In 1988 Bruce Parry became a Royal Marines officer at the age of 18. He served in arctic Norway and was sent to Kurdistan to manage the refugees fleeing Saddam Hussein in the first Iraq war.
Back in England, Bruce Parry became the Royal Marines' youngest ever Physical Training and Sports Officer and he became head, at just 23, of all physical aspects of British Commando Training. However, it was making expedition and conservation trips that satisfied Bruce Parry most. His trips included, for example, journeys to Borneo, Surinam and Sumatra. He also climbed Mont Blanc.

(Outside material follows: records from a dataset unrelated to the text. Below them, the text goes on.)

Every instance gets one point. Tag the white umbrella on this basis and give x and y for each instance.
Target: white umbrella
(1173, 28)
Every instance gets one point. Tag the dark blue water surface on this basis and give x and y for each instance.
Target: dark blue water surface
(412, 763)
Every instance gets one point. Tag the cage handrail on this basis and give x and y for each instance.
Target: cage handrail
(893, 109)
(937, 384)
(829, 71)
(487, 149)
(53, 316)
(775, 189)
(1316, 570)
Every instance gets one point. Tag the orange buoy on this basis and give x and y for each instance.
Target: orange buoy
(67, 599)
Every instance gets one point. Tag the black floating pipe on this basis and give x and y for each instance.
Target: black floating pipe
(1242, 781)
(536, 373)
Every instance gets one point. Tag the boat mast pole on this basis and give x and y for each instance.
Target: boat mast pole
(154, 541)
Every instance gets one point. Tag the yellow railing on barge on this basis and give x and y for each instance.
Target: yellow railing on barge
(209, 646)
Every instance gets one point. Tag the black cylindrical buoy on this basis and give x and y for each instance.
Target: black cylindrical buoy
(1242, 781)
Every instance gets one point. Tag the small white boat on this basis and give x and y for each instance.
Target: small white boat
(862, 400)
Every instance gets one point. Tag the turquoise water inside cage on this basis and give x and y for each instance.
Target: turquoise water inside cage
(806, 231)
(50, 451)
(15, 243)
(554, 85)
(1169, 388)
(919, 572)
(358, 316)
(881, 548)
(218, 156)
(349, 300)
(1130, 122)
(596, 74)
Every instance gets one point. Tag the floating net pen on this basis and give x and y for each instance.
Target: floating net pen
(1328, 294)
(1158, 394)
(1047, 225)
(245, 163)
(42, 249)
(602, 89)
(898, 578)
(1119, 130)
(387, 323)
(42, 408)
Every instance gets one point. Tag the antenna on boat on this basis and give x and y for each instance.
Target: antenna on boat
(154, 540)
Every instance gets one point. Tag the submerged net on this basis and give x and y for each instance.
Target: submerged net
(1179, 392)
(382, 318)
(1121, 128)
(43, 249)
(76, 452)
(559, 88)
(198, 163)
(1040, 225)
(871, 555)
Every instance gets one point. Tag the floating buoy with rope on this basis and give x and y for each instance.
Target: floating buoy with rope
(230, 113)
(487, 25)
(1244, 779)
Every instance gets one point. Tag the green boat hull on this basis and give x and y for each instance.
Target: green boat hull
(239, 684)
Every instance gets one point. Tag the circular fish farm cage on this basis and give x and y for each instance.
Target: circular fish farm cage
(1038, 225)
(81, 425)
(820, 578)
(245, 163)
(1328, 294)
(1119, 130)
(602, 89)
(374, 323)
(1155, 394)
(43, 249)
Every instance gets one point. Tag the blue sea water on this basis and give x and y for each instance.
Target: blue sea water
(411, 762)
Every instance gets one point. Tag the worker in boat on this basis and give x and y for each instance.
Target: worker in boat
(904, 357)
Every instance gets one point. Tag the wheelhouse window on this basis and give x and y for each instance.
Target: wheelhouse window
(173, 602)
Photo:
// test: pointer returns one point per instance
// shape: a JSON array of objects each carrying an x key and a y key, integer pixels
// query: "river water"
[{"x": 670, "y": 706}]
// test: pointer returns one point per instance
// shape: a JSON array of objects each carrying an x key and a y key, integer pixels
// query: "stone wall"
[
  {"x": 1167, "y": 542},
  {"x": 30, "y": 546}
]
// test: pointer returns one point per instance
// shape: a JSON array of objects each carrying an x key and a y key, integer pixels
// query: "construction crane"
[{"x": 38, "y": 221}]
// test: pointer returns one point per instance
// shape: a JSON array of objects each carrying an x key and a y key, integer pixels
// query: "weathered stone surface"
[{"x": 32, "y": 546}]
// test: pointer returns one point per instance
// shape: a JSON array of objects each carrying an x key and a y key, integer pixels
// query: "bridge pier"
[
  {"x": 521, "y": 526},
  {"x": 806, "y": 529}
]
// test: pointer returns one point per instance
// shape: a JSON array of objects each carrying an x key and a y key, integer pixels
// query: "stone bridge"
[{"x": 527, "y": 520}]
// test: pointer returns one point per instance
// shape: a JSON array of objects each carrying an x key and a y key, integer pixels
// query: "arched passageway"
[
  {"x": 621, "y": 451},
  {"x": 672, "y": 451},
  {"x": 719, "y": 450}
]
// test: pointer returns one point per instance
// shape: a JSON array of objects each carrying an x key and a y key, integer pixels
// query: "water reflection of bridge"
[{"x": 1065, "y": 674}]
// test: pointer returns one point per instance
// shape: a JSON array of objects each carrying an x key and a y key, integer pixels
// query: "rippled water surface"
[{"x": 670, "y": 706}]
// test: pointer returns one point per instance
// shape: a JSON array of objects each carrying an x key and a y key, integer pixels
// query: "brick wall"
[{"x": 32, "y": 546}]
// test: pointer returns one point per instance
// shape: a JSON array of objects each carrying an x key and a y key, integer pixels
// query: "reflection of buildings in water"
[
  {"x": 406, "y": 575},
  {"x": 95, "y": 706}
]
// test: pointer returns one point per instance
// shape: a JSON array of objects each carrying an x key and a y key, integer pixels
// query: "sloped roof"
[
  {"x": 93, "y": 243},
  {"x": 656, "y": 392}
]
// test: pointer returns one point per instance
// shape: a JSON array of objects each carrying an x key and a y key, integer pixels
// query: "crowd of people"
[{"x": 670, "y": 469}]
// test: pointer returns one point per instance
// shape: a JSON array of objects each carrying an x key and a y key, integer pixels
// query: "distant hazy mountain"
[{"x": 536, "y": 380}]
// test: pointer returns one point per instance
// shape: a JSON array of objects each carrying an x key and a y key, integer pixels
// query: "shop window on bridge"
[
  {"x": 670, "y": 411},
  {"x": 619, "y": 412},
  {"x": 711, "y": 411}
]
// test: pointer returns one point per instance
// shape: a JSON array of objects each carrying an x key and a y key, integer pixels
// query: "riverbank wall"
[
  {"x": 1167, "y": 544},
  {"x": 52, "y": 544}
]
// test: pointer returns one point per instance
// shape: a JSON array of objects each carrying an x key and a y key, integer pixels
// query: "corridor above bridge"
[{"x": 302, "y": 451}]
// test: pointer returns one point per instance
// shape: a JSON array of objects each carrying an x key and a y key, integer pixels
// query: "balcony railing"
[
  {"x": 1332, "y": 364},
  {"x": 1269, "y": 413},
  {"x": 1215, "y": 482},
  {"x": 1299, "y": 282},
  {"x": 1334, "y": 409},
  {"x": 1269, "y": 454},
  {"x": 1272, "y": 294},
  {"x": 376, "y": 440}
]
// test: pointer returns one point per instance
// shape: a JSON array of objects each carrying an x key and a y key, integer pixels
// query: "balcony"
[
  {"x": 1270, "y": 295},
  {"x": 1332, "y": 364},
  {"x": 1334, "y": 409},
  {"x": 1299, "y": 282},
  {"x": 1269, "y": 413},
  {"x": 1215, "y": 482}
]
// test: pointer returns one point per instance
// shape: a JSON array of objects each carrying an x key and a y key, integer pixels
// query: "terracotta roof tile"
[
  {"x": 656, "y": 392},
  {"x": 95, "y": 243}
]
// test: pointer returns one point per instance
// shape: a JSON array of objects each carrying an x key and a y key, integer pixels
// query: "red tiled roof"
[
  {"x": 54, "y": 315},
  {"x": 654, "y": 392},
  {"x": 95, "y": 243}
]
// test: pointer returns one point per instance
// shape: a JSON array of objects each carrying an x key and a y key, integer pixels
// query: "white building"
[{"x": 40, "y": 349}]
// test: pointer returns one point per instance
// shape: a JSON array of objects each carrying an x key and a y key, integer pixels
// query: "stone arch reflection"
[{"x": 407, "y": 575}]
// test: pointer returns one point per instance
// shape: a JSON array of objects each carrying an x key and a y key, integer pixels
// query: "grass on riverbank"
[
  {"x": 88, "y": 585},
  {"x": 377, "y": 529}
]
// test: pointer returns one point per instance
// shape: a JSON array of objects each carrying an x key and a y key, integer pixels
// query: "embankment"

Bruce Parry made his television breakthrough with Cannibals and Crampons, where he and cavalry officer Mark Anstice climbed a remote peak in Papua New Guinea and spent three months kayaking through swamp and trekking through jungles to get to the mountain. Parry and Anstice found uncontested peoples during the expedition. Cannibals and Crampons were bought by the BBC and became part of the BBC One series Extreme Lives, and won various awards. More documentaries followed, including on Children's BBC (CBBC), Serious Desert and Serious Jungle. Serious Jungle won an RTS and Serious Desert won a BAFTA award. In 2004, BBC Wales were commissioned to make a series for BBC 2 about indigenous peoples around the world. This series, presented by Bruce Parry, became known as Tribe, a huge popular and critical hit, and further series of Tribe followed.
"I could be accused of being a wannabe tribesman, of wanting to be a tribal dude, but that is not how I see it. I see it as me doing what they wanted me to do, showing them respect and hanging out with them. And they loved it...”
As well as presenting the BBC's Tribe, Bruce Parry went on a three month trek over Greenland following in the footsteps of Captain Scott in 1911 in BBC2's Blizzard: Race to the Pole. Additionally, Bruce Parry travelled the length of the Amazon for a BBC Two series shown in autumn 2008. In 2010, the BBC revealed that Bruce Parry was to return to BBC Two in a five-part series Arctic, in which he engages with the indigenous people of the region.